Dieser Quellentyp ist in den Akten von Bellechasse zu finden. Aus ihm geht der Standpunkt zur administrativen Versorgung eines damaligen Zeugen hervor, der nicht direkt von der Versorgung betroffen war (er wurde weder versorgt, noch war er am Entscheid oder dessen Umsetzung beteiligt). Er gibt Aufschluss darüber, was die Bürger über diese Praktiken wussten und wie sie sie beurteilten. Als solche bietet sie Zugang zu wichtigen Informationen, die zum Verständnis beitragen, inwiefern Zeitzeugen diesen Praktiken und deren Umsetzung beipflichteten.

Im vorliegenden Fall zeigt sich ein im Kanton Waadt praktizierender Anwalt in einem Brief überrascht, dass eine Frau ins Gefängnis kommen kann, ohne eine Straftat begangen zu haben. Damit legt der Brief nahe, dass diese Praktiken bei damaligen Anwälten nicht unbedingt bekannt waren und Unverständnis oder gar Empörung hervorrufen konnten.

 

Forschungsfragen

Der Brief wurde in den persönlichen Akten einer betroffenen Frau in Bellechasse gefunden. Er wurde wahrscheinlich vom Justiz- und Polizeidepartement des Kantons Freiburg an die Direktion von Bellechasse weitergeleitet. Im Brief wird ein Heiratsantrag und gleichzeitig ein Antrag auf Entlassung gestellt. Es wird suggeriert, dass die Ehe für Frauen eine Alternative zur Versorgung sein kann. Im Vergleich mit Anträgen dieser Art in anderen Akten könnte der Brief zum Verständnis beitragen, inwieweit, in welcher Zeit und für welche versorgte Personen diese Praxis verbreitet war.

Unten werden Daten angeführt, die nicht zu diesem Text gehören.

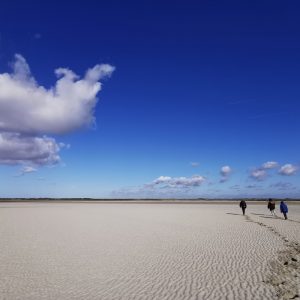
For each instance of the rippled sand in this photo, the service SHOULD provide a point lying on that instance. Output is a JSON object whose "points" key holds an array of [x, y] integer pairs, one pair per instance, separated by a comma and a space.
{"points": [[145, 251]]}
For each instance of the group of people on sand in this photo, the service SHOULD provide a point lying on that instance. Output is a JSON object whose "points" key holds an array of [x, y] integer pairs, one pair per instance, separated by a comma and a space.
{"points": [[271, 206]]}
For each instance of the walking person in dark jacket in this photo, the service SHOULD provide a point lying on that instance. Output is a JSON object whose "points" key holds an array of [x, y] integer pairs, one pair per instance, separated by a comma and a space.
{"points": [[243, 206], [284, 209], [271, 206]]}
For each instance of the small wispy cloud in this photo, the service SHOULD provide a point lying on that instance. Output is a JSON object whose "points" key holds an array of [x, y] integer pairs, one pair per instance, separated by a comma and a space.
{"points": [[192, 181], [194, 164], [288, 170], [283, 186], [26, 170], [258, 174], [270, 165]]}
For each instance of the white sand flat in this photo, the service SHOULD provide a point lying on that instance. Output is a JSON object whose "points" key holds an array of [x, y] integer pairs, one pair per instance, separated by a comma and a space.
{"points": [[142, 251]]}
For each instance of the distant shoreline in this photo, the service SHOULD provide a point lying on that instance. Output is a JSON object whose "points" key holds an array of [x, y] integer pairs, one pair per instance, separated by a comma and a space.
{"points": [[142, 201]]}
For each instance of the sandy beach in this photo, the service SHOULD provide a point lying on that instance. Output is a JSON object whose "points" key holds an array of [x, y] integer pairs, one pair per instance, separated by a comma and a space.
{"points": [[147, 251]]}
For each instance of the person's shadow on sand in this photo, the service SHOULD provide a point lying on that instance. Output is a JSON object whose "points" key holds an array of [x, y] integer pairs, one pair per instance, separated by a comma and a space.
{"points": [[234, 214]]}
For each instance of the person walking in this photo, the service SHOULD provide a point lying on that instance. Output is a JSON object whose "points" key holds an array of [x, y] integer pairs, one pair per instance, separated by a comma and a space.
{"points": [[284, 209], [271, 206], [243, 206]]}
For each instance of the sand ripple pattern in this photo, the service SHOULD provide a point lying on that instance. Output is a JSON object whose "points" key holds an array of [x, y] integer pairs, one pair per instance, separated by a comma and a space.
{"points": [[134, 251]]}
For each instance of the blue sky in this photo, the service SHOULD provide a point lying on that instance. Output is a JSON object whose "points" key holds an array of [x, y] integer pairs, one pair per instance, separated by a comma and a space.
{"points": [[187, 88]]}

Im Verhältnis zur gesamten Akte der betroffenen Frau, zeugt ein solches Schreiben auch von den verschiedenen Akteuren, die an der Behandlung von Entlassungsanträgen beteiligt waren, sowie von den Gründen, die sie veranlasst haben, den Austritt aus der Anstalt zu genehmigen oder abzulehnen.

 

L. Odier/Übersetzung

 

Angaben zur Quelle

Schreiben eines Anwalts, der dem Justiz- und Polizeidepartement des Kantons Freiburg den Antrag eines seiner Kunden auf Heirat mit einer in Bellechasse versorgten Frau übermittelt hat, 1938.

Signatur: Staatsarchiv Freiburg (StAF/AEF): Fonds Bellechasse, dossier A 2870.

 

Bemerkungen

Zum Schutz der Identität der betroffenen Person und ihres Umfelds wurden einige Personendaten unkenntlich gemacht.